Gestern habe ich Politik gemacht. Wie die Großen, nur am Küchentisch. Das heißt, ich habe es versucht. Am Küchentisch finden bei uns immer die Haushaltsdebatten statt, sinnvoller Weise beim Frühstück. Da zieht sich so eine Debatte nicht so lange, weil Paul in die Schule muss und ich zur Arbeit. Anlass der jüngsten Debatte war Pauls Antrag auf Taschengelderhöhung. Paul pubertiert heftig, nie reicht sein Monatsetat. Der Antrag liegt schon länger zur Zustimmung vor, ehrlich gesagt, ich hab ihn bislang ausgesessen. Aber gestern beharrte Paul auf Aussprache.
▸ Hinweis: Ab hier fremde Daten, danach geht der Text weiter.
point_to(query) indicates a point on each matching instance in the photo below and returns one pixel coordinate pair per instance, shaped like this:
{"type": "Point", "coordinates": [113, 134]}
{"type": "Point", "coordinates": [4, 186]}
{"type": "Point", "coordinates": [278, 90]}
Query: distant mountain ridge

Taschengelderhöhung, Taschengelderhöhung, sagte ich, woher soll ichs denn nehmen? Paul zeigte sich wenig einsichtig. Eine Zigarette weniger am Tag würde das Problem vielleicht lösen, sagte er. Ich rauche schon seit Jahren eine Zigarette weniger am Tag. Du musst dir ja auch nicht jede Tom-Waits-CD kaufen, sagte Paul. Ich kaufe schon seit Jahren keine Tom-Waits-CD mehr. Stattdessen wünsche ich mir schon seit Jahren einen kleinen Motorroller für die Stadt. Muss ja nicht sein, sagte Paul, bei dem Verkehr. Manchmal, besonders in meinen Belangen, ist Paul sehr vernünftig. Ich versuchte es mit einem Gegenfinanzierungsmodell. Schau Paul, sagte ich triumphierend, wenn wir dir das Taschengeld erhöhen, fallen außeretatmäßige Zuschüsse wie Kinogeld weg. Auch müsste dann eine Telefonkostenbeteiligung in Betracht gezogen werden. Paul guckte streng: Telefonkosten, Telefonkosten, ich telefoniere doch nie, sagte er. Darüber gehen die Meinungen bei uns allerdings stark auseinander, aber ich musste ohnehin zur Arbeit. Paul gab noch nicht auf. Subventionsabbau ist das, rief er, als ich schon an der Türe war, übelster Subventionsabbau, nennt man das wohl, sagte er. Ich hatte ihn. Glaubte ich. Wir müssen eben alle Opfer bringen, sagte ich triumphierend.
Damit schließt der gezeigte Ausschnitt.